The court didn't explain why it wasn't taking up the state's appeals in its two single-page orders, which it issued hours after a trial began in one of the cases.
The decision means the law, which would require voters to present photo identification at the polls, will remain blocked pending a ruling by one of the appeals courts, which could come before the May 8 primary elections or June 5 general elections. Gov. Scott Walker, the lieutenant governor and three Republican state senators are facing recall elections, and the seat of another GOP Senate recall target who recently stepped down is also up for grabs.
Separate Dane County circuit court judges issued temporary and permanent injunctions last month blocking the law before Wisconsin's April 3 primary election, ruling that it impeded the right to vote.
The law's opponents say it will disenfranchise minority groups, the poor, students and senior citizens who lack the required photo identification. But supporters, including the state Department of Justice which appealed both rulings, said the state has a constitutionally protected interest in making sure there is no fraud at elections.
Two separate state appeals courts last month asked the Supreme Court to take up the cases and consolidate them in order to speed resolution. Four of the seven justices had to agree to take the cases for the high court to hear them.
Given the court's rejection, the cases now go back to the appeals courts, either of which could rule before the recall elections.
Steve Means, executive assistant at the Department of Justice, said he didn't know if there will be a ruling before the recall elections given that it typically takes the appeals court nine to 12 months to dispose of cases.
"We are surprised and disappointed," said DOJ spokeswoman Dana Brueck in reaction to the Supreme Court's decision.
In one case brought by the League of Women Voters, Dane County Circuit Judge Richard Niess issued a permanent injunction.
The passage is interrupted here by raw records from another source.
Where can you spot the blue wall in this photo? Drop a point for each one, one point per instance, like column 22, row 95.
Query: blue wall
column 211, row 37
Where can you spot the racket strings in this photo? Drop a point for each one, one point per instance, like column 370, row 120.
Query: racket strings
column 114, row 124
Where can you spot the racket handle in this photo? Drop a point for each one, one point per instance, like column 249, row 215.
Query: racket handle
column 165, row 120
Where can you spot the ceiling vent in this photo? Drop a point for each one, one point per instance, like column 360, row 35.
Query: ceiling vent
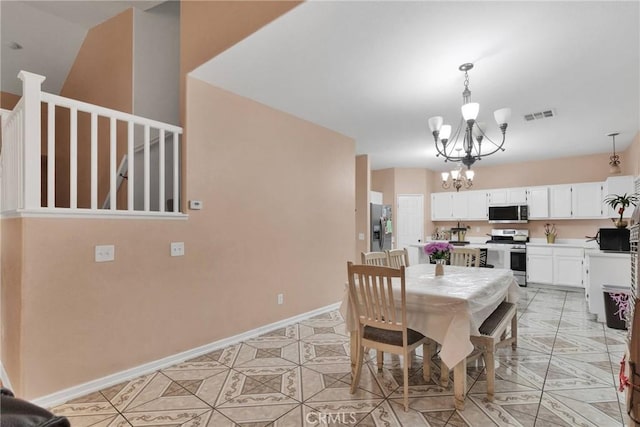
column 540, row 115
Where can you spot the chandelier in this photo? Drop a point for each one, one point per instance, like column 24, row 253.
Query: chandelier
column 458, row 179
column 470, row 135
column 614, row 159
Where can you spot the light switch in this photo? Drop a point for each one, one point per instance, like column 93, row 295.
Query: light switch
column 105, row 253
column 177, row 248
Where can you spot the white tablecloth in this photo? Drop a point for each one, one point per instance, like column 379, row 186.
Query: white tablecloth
column 450, row 308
In the other case, brought by the Milwaukee NAACP chapter and Voces de la Frontera, an immigrants' rights group, Dane County Circuit Judge David Flanagan issued a temporary injunction.
Lester Pines, attorney for the League of Women Voters, said the Supreme Court appears to first want the appeals court to issue a ruling it can then react to, rather than take the cases directly.
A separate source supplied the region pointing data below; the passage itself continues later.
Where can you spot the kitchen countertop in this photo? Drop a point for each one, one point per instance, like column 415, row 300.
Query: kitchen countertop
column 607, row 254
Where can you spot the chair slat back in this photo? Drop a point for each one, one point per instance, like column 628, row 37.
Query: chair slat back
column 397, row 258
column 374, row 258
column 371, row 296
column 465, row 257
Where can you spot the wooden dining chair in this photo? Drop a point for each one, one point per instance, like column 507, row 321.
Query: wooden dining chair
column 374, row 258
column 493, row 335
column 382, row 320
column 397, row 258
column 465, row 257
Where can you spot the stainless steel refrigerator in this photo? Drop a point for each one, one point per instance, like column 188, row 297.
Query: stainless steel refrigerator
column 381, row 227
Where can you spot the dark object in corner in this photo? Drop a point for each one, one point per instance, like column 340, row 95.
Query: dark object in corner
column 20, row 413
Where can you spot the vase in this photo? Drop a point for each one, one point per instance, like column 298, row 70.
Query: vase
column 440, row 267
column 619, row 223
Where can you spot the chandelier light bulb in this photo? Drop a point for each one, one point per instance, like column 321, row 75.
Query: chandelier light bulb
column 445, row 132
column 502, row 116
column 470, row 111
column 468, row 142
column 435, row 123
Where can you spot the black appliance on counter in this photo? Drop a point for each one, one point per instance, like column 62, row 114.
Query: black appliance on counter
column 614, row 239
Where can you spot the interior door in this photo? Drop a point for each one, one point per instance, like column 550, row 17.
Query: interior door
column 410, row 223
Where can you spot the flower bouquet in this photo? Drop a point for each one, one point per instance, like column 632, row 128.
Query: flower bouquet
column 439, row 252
The trial in the other case began Monday with attorney Richard Saks calling the photo identification requirement an "onerous and unreasonable burden." He said during opening statements that the law imposed "a radical new requirement for Wisconsin's electors" that makes voting a "rigorous ordeal."
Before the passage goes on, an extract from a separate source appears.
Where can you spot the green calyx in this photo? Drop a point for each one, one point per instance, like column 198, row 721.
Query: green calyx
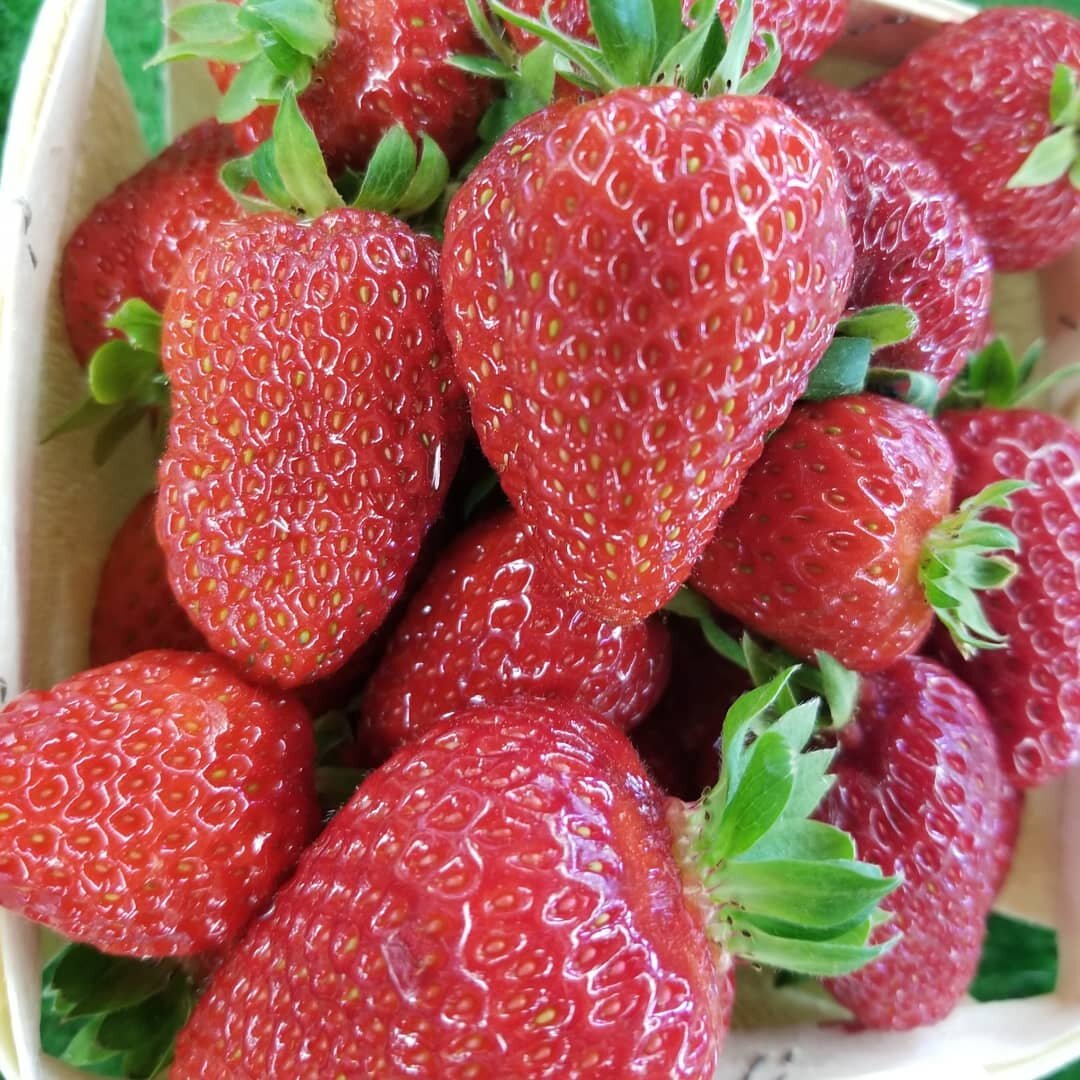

The law requires voters to show either a state-issued ID card, valid driver's license, U.S. passport, a student ID that expires within two years or a military ID.
Saks said testimony from University of Wisconsin-Madison political science professor Kenneth Mayer will show that hundreds of thousands of voters don't have the required ID necessary to vote.
But Assistant Attorney General Carrie Benedon said the state will produce its own experts, including a political science professor from the University of Georgia, who will show the number of people in Wisconsin without the necessary IDs is far lower and the burden placed on voters isn't nearly as large or widespread as alleged.
A demographer will testify that there is very little difference between the number of voting-age adults in the state and those who don't already have an ID card, Benedon said. The state will also show that problems detailed by voters in getting the required ID could have been easily corrected or were overblown, she said.
Flanagan, the judge hearing the case, drew heat from Republicans because he signed the Walker recall petition in November. Walker is named as a defendant in the lawsuit and is a supporter of the law.
Supporters of the law say it is needed to combat voter fraud. Critics contend that the type of voter fraud the law is meant to prevent is extremely rare, and that it is really intended to stifle turnout among groups who typically vote Democrat.
The first testimony came from a videotaped interview with Ruthelle Frank, 84, of Brokaw, Wis., who said she does not have a birth certificate. That is required in order for her to obtain a state ID card required to vote. In the interview shown in court, Frank said she has voted in nearly every election since 1948 but could not under requirements in the new law.
The Legislature passed its voter ID law last year and it went into effect for the state's February spring primary. Few problems were reported then, but critics said that was because of the low turnout.
Fifteen states have voter ID laws, but Wisconsin's was seen as one of the most restrictive.
Two other federal lawsuits challenging Wisconsin's law are also pending.